An intracardiac shunt results in flow of blood from left-sided to right-sided cardiac chambers or vice versa. Left-to-right shunts results in flow from the left-sided chambers to right-sided chambers. With ventricular septal defects, flow is often left-to-right as a result of higher left-sided pressures. Atrial septal defects can result in a shunt in either direction. Because of the flow of oxygenated blood into right-sided chambers, a sudden increase in oxygen saturation in right-sided chambers is observed. A step-up in mean oxygen saturation of 7% between the caval chambers and the right atrium is diagnostic of an atrial septal defect. A step-up of 5% between the right atrium and right ventricle is diagnostic for a ventricular septal defect.
17. What complications are associated with use of a Swan-Ganz catheter?
All complications of central venous cannulation, including bleeding and infection
Local infection rates range from 18% to 63% in patients with catheter in place for an average of 3 days.

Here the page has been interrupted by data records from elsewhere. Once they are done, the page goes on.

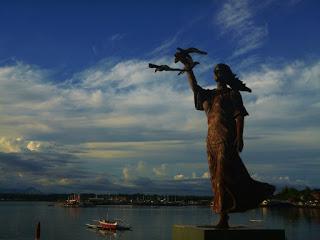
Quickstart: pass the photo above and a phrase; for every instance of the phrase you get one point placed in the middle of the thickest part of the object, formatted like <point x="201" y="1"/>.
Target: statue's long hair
<point x="231" y="79"/>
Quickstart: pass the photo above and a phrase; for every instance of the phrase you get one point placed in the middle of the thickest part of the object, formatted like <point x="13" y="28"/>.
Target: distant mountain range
<point x="29" y="190"/>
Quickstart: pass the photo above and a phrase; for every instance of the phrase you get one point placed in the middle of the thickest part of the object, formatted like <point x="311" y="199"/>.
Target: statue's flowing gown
<point x="234" y="189"/>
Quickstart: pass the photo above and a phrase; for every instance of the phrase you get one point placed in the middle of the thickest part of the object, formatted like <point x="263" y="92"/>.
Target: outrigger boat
<point x="110" y="225"/>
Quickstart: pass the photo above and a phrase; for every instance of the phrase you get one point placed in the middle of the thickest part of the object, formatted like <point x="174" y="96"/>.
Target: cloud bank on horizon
<point x="115" y="126"/>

Bloodstream infection has been reported in up to 5% of patients. & Transient right bundle branch block
Complete heart block (especially in patients with preexisting left bundle branch block)
Ventricular tachyarrhythmias
Clinically insignificant ventricular arrhythmias can occur in up to 30% to 60% of patients.

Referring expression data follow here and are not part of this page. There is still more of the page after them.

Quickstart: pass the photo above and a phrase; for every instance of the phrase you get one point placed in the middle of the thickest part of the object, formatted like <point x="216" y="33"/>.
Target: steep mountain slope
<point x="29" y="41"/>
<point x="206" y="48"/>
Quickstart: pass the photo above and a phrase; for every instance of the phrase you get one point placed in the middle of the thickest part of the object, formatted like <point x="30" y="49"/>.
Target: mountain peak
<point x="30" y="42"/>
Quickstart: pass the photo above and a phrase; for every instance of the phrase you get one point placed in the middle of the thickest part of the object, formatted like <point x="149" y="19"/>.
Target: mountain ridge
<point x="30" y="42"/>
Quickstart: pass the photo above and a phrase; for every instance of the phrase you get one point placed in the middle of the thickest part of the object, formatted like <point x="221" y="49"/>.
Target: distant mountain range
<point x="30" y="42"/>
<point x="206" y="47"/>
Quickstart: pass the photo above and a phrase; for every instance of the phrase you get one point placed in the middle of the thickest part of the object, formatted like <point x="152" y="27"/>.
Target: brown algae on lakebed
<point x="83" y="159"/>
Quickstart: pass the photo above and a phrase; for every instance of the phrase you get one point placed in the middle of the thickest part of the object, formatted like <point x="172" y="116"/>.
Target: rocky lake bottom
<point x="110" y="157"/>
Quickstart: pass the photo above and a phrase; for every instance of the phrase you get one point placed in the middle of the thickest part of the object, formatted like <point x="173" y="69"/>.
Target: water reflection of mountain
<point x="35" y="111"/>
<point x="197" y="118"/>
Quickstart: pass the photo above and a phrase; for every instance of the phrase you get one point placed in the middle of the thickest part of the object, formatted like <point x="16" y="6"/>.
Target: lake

Sustained arrhythmias usually occur in patients with myocardial ischemia or infarction.
Pulmonary infarction (incidence 0% to 1.3%)
Pulmonary artery rupture
Risk factors include pulmonary hypertension and recent cardiopulmonary bypass. & Thrombophlebitis
Venous or intracardiac thrombus formation & Endocarditis
Catheter knotting
18. How can complications be minimized?
The use of fluoroscopy should be considered for placement of the catheter, particularly if access is obtained from a nontraditional site or if the patient has a dilated right ventricle.
Consideration should be given to removing the catheter after the first set of data is obtained.

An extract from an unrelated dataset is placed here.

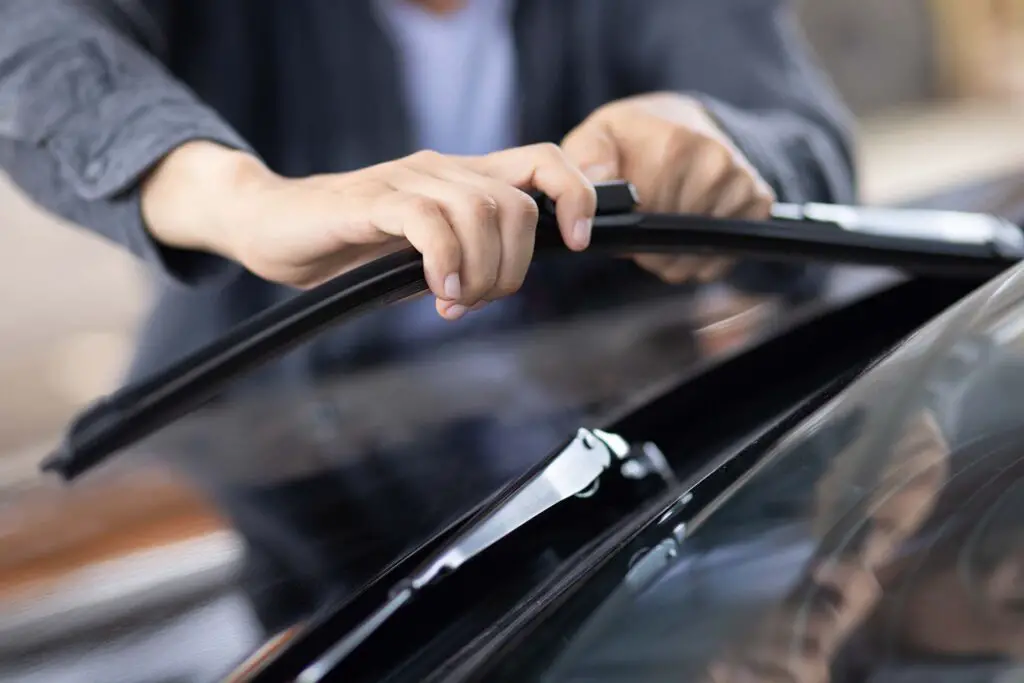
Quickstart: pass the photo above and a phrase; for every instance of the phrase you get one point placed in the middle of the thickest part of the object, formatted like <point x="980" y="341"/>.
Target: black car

The duration the catheter is kept in place should be minimized because infectious and thrombotic complications increase significantly after 3 to 4 days.
Use of the introducer side arm for infusion of medications should be minimized.
Manipulation of the catheter should only be performed by trained personnel.
19. The wedge tracing is abnormal. What do I do?
Check a chest radiograph for proper catheter position. The tip should lie in lung zone 3, below the level of the left atrium.
Aspirate and flush the catheter to remove clots and bubbles.
Check all connecting lines and stopcocks.
Confirm that the pressure transducers are zeroed to the level of the right atrium.
Check that the balloon is not overinflated; try letting out the air and refilling it slowly.
Consider the possibility that the tracing really is a wedge tracing with a giant v wave, as is seen in acute mitral insufficiency and several other conditions.
20. The cardiac output doesn’t make sense. What is wrong?
Check that at least three values were averaged and that the range of these values is no greater than 20% of the mean.
Check the chest radiograph: Is the distal tip of the catheter in the pulmonary artery and the proximal port in the right atrium?
Check to see if the computer is calibrated to the proper temperatures.
If the computer can display the time versus temperature curve, check that the curve is shaped properly.